There's some complicated copying going on because we're using the HTTP Chunked encoding, which writes the size of each chunk of data followed by the data itself, then the next chunk, etc. Since we know the length at the start, we can use the simpler Fixed encoding. This increases the speed to 5.2 MB/s. It's a shame the HTTP API uses strings everywhere: we have to copy the data from the disk buffer to a string on the heap to give it to the HTTP API, which then copies it back into a new buffer to send it to the network card. If it took a stream of buffers, we could just pass them straight through.

Finally, I added the read-ahead support from the block profiling above, which increased the speed to 6.8 MB/s. Here's the new graph, showing that we're sending packets much faster (note the change in the Y-scale):

I used a queue length of 5, with 33 sectors per request. I tried increasing it to 10, but that caused more GC work.

Conclusions

Even the unoptimised service is faster than my current (ADSL) Internet connection, so optimising it isn't currently necessary, but it's interesting to look at performance and get a feel for where the bottlenecks are.

Mirage doesn't have any specific profiling support, but the fact that the whole OS is a single executable makes profiling it quite easy. OCaml's profile option isn't a perfect fit for tracing because it doesn't record when a function finishes, but you can still get useful results from it. Graphing some metric (e.g. packets sent) over time seemed the most useful way to look at the data. I'm currently just using libreoffice's chart tool, but I should probably find something more suitable. It would be great to be able to zoom in easily, show durations (not just events), filter the trace display easily, etc. I'd also like support for following Lwt threads even when they block. Recommendations for good visualisation tools welcome!

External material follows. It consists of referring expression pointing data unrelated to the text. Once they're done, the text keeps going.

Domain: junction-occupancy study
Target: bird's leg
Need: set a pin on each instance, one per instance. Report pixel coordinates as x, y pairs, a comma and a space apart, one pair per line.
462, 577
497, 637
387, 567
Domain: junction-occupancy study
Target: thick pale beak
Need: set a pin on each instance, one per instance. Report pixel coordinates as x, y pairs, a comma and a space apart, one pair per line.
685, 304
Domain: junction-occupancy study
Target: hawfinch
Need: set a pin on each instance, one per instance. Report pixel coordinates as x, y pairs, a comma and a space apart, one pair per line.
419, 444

Writing to the Xen console from Mirage is slow because xenconsoled rate limits us. Mirage still gets better performance than Linux though, and uses far less CPU (looks like Linux is just spinning). My UDP test kernel sent data faster than Linux's nc utility (probably because nc made a poor choice of payload size). Linux does very well on TCP. I don't know why it's so fast. Using Xen's TCP checksum offloading does help a bit though. SD card performance on Mirage is close to what the hardware supports when I choose the right request size and keep two requests in flight at once. It's surprising we don't manage the full speed, though. For networking and disk access, managing Xen's grant refs for the shared memory pages seems to take up a lot of time - maybe there are ways to optimise that.

With a few modifications (TCP checksum offload, HTTP fixed encoding, keeping multiple disk reads in flight and using optimal buffer sizes), I increased the download speed of my test service running on my ARM dev board from 2.46 MB/s to 7.24 MB/s (when compiled without profiling). I'm sure people more familiar with Mirage will have more suggestions.